Considering immunological findings, similar results in both groups were found at day 90, indicating that aPDT does not have an additional effect on the proinflammatory and anti-inflammatory cytokines assessed in smokers. IL-10 and TNF-α cytokines were significantly increased in the test group when compared to the control group at day 30 but showed comparable levels at day 90. The impairment of the host immune system may be due to changes in polymorphonuclear leukocyte function such as chemotaxis, phagocytosis, and oxidative burst which are decreased by substances in cigarette smoke [44]. Site-specific mapping of inflammatory markers, in smokers with chronic periodontitis, reports conflicting results [45]. Most of the studies have reported decreased local expression of some proinflammatory cytokines and chemokines in smokers [46, 47]. Conversely, elevated expressions of chemokines and proinflammatory cytokines have also been reported in smokers [48].

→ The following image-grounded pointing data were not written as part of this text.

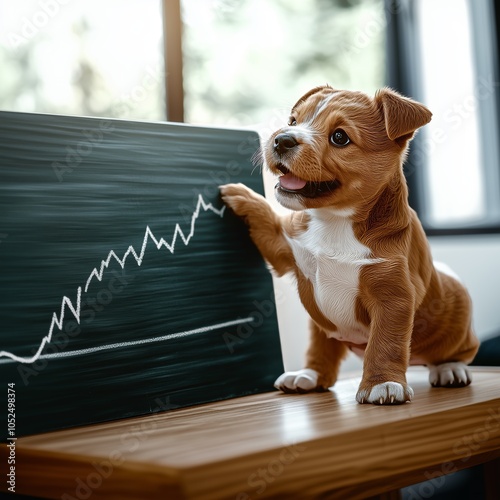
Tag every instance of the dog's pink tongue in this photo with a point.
(289, 181)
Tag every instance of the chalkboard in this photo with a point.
(127, 287)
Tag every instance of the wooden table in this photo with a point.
(272, 446)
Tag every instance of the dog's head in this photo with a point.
(341, 148)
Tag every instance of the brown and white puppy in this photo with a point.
(360, 257)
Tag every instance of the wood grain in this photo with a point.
(272, 446)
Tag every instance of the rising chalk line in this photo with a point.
(97, 273)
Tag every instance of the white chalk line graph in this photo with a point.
(67, 304)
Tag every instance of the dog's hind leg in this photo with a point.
(452, 374)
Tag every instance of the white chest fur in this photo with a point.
(330, 257)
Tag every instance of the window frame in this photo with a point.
(404, 75)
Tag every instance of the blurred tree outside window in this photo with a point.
(244, 60)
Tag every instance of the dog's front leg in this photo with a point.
(265, 226)
(389, 298)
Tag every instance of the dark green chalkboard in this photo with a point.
(126, 286)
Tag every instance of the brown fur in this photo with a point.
(410, 309)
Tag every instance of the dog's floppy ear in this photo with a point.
(402, 115)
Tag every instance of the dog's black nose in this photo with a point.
(283, 143)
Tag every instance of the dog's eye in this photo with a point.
(340, 138)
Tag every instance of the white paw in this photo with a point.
(453, 374)
(384, 394)
(304, 380)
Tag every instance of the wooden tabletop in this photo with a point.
(271, 445)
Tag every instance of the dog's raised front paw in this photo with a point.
(453, 374)
(305, 380)
(387, 393)
(239, 198)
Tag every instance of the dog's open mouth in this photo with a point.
(289, 183)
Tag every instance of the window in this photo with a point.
(247, 62)
(243, 62)
(448, 60)
(87, 58)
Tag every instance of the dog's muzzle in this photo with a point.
(283, 143)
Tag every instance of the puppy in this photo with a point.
(360, 257)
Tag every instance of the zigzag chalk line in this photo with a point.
(66, 303)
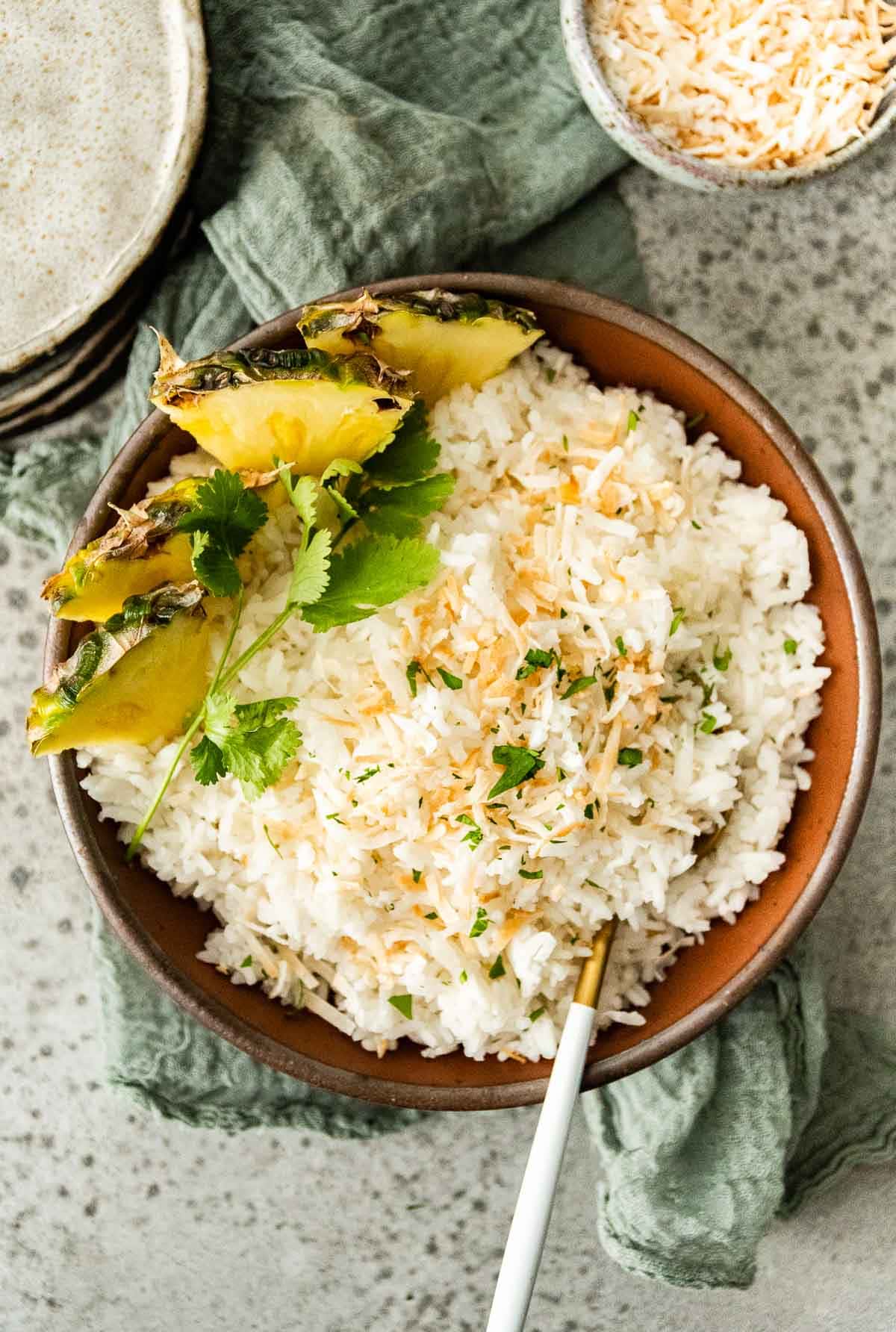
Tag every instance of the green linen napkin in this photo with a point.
(348, 143)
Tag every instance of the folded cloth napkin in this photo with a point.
(348, 143)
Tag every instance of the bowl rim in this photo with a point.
(637, 139)
(217, 1017)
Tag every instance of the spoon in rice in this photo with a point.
(533, 1213)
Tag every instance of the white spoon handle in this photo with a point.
(529, 1227)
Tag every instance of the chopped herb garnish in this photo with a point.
(474, 835)
(578, 685)
(405, 1005)
(722, 659)
(535, 659)
(481, 924)
(520, 765)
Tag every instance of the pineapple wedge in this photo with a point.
(134, 678)
(140, 552)
(441, 337)
(304, 407)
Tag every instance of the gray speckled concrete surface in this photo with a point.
(111, 1221)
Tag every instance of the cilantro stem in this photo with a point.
(261, 641)
(134, 844)
(343, 530)
(158, 798)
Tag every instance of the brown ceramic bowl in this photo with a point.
(618, 345)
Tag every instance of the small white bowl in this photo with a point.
(632, 134)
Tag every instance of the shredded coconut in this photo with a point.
(754, 86)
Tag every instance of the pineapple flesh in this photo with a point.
(302, 407)
(134, 678)
(442, 339)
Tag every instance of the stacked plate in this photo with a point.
(103, 116)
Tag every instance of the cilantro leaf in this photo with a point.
(411, 455)
(370, 573)
(227, 511)
(302, 494)
(474, 835)
(340, 468)
(258, 757)
(534, 659)
(261, 713)
(578, 685)
(520, 764)
(479, 924)
(208, 762)
(630, 757)
(219, 715)
(214, 567)
(405, 1005)
(331, 479)
(311, 572)
(399, 511)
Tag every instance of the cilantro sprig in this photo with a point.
(518, 762)
(255, 742)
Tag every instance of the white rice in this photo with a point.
(567, 532)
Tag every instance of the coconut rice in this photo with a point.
(583, 525)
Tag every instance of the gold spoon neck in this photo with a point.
(594, 968)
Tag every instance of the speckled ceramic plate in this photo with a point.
(103, 108)
(620, 345)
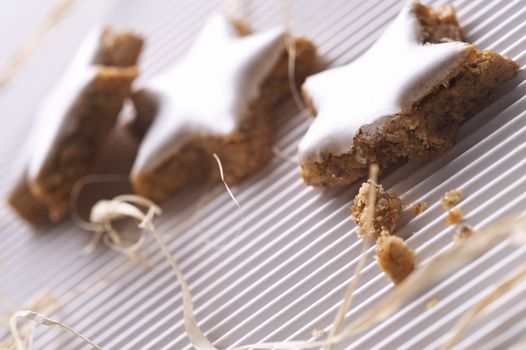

The results of this study provide additional evidence that smokers exhibit impaired antimicrobial function, which is consistent with the greater level of periodontal pathogens and severity of periodontal disease even after treatment with aPDT in multiples episodes. A systematic review with meta-analysis that assessed the effect of systemic antibiotics in the periodontal treatment of smokers showed that systemic antibiotic therapy favors CAL and PD reduction when compared with SRP alone, but with modest results although statistically significant, and appeared to be of little clinical relevance [49]. It should be taken into consideration that even when systemic antibiotics were used in smokers with chronic periodontitis, the effect of the periodontal therapy in reducing residual sites when compared with no smokers is lower [50, 51].

Conclusion

The multiple applications of aPDT did not promote additional clinical, microbiologic, and immunologic benefits in the treatment of smokers with chronic periodontitis. More randomized clinical trials are needed to evaluate adjuvant therapies in periodontal treatment in smokers.